CCS' online collaboration tools also save the institution money. "Our operation costs are definitely lower," said Ollie, who was director of another private arts school before opening CCS. "I remember shopping around for $100,000 CRM systems that were clearly going to be obsolete within a few years. Today you can get a free or low-cost app or subscription and get the same functions and benefits."

Ollie said CCS, which recently launched a technology-driven industry center focused on creating more partnerships with publishers and corporations, has effectively leveraged online applications to the point where it can handle more projects with fewer staff members. "People are blown away by the number of projects that come out of our school, which is only staffed by a handful of people," said Ollie. "Online collaboration has made us very efficient."

Managing Big Events on Campus

California State University in Chico (Chico State), is another institution that's using online collaboration tools to work smarter, better, and faster. According to Wendy Bentley, administrative support assistant for the school's First-Year Experience Program, collaboration is crucial to the smooth running of events like The Great Debate (in which communications classes hold debates on specific topics) and the biannual Town Hall (where students, faculty, administrators, and community members gather to listen to speakers discuss public-interest topics).

To effectively manage those and other events, the First-Year Experience Program uses Mindjet, a cloud-based collaboration application that organizes ideas and information, keeps teams in sync, and coordinates people and tasks.
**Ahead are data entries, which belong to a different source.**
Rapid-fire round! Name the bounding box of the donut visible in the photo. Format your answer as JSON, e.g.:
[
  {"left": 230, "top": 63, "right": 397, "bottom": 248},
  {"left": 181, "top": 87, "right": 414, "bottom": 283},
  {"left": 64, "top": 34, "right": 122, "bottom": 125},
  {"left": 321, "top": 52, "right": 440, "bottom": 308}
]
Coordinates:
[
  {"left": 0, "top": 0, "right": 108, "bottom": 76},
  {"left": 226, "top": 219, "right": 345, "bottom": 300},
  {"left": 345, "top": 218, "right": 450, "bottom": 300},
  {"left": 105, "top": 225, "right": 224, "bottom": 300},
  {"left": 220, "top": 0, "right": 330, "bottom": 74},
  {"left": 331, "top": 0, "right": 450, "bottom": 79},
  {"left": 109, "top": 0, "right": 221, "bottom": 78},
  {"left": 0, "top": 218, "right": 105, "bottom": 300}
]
For The Great Debate, for example, about 1,400 students – many of whom use their smartphones for the collaborative activities – and 500 community members work together online to plan and manage the event.

Previously managed manually, the Town Hall events are developed and attended by the First-Year Experience Program, Chico State's political science department, 70 consultants-facilitators, and 700 students. "It's a logistical challenge because we have to get everyone organized and on the same page for this one-night event twice a year," said Bentley.

Chico State decided to test out Mindjet in the fall of 2011. Using the online collaboration tool, project leaders map out the various aspects of the event and then create action tasks around those different components. Student workers, the political science department, and the event coordinator know what they're responsible for and can track overall progress from their laptops, desktops, or smartphones. "For a tool that's pretty easy to pick up and use," said Bentley, "it's made a remarkable difference in the way we handle these campus events."

Bentley said the collaborative tool also helps with post-event activities. After every Town Hall or Great Debate, for example, her department exports a list of tasks from Mindjet and immediately begins working on them for the next round. "We're becoming much more efficient at producing these large events because we can see how things worked last year," Bentley explained, "and then take that information and use it to make small changes where we need them moving forward."